Atif Hussain Attock City Pakistan
"As Iqbal placed the body of Ilm Din into the grave, he tearfully declared: "This uneducated young man has surpassed us, the educated ones."
The 1920’s in India witnessed the publishing of an inflammatory book vilifying Prophet Muhammad (SAW) thereby adding fuel to the existing Muslim/Hindu tensions. The British Raj ruled India and the creation of Pakistan was still a distant dream in the hearts of the Indian Muslims. The Muslim population was understandably incensed and mass protests were held. Prashaad Prataab had authored Rangeela Rasool (The Colourful Prophet), under the pen name of Pandit Chamupati Lal. The word rangeela means ‘colourful’ but can be understood in this context to mean ‘playboy’. [Nauzbillah]
Rajpal was a Hindu book publisher from Lahore. He took the responsibility of publishing the book in 1923 and pledged not to disclose the author’s real name. Pressure from the Muslim community resulted in the matter being taken to Session court Lahore which found Raj Pal guilty and sentenced him. Subsequently Rajpal appealed against the decision of Session Court in the Lahore High court. The appeal was heard by Judge Daleep Singh who gave leave to appeal on the grounds that on the basis of criticism against the religious leaders, no matter how immoral it is, is not covered by S.153 of the Indian Penal Code. Thus Rajpal could not be sentenced as law did not cover blasphemous criticism against religion. The High Court decision was widely criticised and protests were made against it by Muslims of India. Little did anyone suspect that one young man’s course of action would bring about a significant change in the Law, ensuring that Islam would be covered by blasphemy laws.
Ilm Din was an illiterate teenager from Lahore. His father was a carpenter. One day he was passing near Masjid (mosque) Wazir Khan. There was a huge crowd shouting slogans against Rajpal. The speaker thundered: "Oh Muslims! The devil Rajpal has sought to dishonour our beloved Prophet Muhammed (S.A.W) by his filthy book!”

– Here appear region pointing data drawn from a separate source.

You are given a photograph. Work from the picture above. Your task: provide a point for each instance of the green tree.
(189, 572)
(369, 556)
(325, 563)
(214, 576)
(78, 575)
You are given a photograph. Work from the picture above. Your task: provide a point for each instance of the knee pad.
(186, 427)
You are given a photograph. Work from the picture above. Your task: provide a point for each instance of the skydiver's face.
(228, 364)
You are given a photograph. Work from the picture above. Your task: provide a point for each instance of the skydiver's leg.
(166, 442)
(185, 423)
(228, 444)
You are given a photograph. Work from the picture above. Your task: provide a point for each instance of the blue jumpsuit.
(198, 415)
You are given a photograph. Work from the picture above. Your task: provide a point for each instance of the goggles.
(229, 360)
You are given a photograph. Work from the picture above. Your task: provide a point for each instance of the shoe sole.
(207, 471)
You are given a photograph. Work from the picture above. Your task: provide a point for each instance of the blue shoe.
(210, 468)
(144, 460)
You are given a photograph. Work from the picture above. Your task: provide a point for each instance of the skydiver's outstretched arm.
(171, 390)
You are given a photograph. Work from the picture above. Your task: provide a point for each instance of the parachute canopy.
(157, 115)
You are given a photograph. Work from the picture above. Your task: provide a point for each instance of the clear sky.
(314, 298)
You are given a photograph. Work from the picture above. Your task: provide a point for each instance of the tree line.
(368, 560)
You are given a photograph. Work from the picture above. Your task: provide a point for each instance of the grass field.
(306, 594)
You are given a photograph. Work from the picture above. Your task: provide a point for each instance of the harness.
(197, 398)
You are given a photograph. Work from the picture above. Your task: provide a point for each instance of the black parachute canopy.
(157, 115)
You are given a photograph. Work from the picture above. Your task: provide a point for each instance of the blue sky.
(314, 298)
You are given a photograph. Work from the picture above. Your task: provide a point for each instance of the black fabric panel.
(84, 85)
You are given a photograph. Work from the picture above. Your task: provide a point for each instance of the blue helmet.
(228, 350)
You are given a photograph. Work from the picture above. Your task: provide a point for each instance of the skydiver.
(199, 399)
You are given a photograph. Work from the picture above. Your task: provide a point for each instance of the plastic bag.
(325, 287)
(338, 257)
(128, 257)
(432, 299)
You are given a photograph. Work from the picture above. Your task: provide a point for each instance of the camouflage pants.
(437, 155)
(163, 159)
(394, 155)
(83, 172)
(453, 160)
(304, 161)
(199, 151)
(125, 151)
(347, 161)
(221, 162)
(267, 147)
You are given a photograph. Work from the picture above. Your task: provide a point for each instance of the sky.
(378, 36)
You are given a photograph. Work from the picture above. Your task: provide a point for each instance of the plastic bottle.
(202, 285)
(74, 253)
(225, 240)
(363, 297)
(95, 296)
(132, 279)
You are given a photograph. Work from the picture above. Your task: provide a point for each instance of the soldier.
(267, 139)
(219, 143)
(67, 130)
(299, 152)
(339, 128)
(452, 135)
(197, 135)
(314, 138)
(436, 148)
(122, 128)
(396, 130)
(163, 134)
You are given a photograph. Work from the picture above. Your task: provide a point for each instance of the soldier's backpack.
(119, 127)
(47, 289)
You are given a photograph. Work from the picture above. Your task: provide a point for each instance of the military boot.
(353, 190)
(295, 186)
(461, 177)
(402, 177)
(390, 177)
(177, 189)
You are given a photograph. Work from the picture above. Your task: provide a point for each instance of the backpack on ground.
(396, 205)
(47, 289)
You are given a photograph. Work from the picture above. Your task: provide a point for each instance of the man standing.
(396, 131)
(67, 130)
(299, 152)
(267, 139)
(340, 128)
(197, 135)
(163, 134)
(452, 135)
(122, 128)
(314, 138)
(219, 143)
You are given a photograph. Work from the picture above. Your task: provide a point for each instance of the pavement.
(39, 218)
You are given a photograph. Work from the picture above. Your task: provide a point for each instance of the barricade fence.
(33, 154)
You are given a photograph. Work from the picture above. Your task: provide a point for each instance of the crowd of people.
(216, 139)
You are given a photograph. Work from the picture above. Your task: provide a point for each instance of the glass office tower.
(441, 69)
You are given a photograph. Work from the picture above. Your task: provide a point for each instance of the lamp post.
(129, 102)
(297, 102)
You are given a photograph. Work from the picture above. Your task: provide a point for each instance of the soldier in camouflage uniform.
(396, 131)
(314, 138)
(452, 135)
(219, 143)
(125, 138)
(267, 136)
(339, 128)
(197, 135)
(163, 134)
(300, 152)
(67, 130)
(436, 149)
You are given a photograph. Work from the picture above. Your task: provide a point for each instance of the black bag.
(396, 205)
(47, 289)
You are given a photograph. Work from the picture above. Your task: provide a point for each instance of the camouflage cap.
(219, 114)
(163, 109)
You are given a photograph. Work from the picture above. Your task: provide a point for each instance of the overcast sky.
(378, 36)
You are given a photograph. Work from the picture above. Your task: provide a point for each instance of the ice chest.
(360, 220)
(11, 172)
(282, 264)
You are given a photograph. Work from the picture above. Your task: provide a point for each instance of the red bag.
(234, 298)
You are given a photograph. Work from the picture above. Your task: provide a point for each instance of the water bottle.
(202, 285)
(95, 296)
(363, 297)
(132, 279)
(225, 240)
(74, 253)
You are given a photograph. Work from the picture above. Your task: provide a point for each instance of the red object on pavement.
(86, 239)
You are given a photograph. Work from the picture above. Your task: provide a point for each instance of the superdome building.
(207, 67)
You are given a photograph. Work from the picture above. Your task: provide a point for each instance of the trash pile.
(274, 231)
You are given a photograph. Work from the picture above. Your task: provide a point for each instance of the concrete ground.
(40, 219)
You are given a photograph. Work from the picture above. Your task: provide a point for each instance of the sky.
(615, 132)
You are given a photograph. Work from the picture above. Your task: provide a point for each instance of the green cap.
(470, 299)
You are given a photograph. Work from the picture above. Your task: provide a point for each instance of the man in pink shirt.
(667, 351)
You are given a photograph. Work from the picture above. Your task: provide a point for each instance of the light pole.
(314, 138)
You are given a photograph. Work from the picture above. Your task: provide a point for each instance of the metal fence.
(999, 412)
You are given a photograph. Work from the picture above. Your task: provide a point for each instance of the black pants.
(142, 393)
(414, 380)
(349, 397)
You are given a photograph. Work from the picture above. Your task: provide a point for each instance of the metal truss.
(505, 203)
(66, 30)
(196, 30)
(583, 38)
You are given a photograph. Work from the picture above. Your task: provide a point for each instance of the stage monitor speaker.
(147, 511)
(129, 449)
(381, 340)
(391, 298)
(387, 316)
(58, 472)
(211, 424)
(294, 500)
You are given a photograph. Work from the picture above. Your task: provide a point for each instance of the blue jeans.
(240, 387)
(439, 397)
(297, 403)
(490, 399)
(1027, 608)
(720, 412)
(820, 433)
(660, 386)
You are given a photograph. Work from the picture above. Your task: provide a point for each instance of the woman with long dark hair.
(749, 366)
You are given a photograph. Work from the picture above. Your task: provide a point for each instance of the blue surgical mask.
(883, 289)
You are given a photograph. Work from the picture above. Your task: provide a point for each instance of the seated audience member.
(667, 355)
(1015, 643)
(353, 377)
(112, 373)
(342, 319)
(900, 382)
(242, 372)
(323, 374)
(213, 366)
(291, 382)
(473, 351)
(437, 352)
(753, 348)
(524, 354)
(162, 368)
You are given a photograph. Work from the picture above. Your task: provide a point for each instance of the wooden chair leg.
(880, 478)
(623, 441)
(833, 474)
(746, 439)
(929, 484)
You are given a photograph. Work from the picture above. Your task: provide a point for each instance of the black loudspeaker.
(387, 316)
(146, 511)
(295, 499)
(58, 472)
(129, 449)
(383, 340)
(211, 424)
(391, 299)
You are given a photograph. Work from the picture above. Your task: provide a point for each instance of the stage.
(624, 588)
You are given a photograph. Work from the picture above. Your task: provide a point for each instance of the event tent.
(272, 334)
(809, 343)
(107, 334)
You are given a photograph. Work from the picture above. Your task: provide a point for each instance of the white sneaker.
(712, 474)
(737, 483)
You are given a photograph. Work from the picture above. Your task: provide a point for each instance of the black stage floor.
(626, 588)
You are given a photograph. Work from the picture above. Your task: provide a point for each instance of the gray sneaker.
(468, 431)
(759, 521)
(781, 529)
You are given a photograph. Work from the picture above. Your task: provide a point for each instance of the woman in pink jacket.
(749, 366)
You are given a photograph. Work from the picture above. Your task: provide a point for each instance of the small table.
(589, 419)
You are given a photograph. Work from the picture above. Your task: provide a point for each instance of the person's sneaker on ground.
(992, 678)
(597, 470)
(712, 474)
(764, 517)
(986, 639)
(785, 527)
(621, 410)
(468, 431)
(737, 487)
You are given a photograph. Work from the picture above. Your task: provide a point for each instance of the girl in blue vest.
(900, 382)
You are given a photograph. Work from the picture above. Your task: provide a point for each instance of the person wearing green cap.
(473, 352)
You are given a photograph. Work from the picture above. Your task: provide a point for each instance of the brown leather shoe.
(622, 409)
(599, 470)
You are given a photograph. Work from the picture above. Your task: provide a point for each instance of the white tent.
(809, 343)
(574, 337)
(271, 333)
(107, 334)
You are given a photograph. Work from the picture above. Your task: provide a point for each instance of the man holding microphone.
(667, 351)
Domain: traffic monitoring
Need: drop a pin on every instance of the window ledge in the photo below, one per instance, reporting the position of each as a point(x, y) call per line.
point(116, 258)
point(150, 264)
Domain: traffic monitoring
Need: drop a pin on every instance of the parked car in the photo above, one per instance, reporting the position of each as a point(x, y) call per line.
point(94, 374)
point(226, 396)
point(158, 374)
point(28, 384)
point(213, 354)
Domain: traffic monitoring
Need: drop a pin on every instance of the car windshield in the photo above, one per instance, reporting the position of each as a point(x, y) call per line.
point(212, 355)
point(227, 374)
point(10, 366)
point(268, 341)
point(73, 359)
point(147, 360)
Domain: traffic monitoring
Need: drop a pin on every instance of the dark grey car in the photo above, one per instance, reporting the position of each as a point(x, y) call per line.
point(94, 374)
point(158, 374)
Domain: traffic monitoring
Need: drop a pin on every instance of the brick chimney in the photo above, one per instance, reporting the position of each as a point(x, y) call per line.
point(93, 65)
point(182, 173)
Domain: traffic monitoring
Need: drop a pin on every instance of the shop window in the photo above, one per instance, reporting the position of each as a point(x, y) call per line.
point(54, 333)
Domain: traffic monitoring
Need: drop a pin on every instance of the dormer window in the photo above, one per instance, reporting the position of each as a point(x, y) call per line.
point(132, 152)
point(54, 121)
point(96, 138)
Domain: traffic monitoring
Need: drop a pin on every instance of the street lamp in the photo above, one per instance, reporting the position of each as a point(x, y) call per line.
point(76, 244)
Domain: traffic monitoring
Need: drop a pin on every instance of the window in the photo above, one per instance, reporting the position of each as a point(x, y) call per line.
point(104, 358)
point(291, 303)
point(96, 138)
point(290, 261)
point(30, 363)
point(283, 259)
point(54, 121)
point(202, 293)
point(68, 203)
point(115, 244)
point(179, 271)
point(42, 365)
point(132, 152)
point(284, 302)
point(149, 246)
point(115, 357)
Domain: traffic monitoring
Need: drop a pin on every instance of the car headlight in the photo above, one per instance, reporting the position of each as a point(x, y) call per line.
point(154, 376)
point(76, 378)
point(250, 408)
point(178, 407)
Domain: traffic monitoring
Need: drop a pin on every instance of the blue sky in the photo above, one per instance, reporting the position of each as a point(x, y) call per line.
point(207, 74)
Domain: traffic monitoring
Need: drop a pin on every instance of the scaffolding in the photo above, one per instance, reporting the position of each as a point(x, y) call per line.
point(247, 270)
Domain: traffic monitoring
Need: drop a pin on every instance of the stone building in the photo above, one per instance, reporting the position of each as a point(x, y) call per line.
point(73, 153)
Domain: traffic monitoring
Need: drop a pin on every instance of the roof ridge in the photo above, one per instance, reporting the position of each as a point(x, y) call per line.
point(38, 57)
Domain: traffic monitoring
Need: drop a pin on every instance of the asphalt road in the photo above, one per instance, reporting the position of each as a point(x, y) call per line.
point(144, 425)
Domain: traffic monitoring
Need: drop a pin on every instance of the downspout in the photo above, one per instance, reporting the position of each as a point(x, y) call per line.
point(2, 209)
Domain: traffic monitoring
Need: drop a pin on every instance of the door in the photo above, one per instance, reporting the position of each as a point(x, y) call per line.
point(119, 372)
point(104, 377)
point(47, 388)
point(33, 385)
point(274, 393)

- Ilm Din was deeply affected by this passionate speech and vowed to take action. On 6th September 1929 Ilm Deen set out for the bazaar and purchased a dagger for one rupee. He hid the dagger in his pants and waited opposite Rajpal’s Shop. Rajpal had not arrived yet. His flight had arrived at Lahore airport and he proceeded to phone the police in order to request them to provide him security. Ilm Deen did not know what the publisher looked like. He asked a few passer-by’s as to Rajpal’s whereabouts and said that he needed to discuss something with him. Rajpal entered the shop without detection but soon after a man alerted Ilm Din that Rajpal was inside. The young man entered the shop, lunged forward and attacked him. He stabbed his dagger into the chest of Rajpal with such force that his heart was ripped from his body. Rajpal fell dead on the ground. Ilm Deen made no attempt to escape. Rajpal’s employees grabbed him and shouted for help.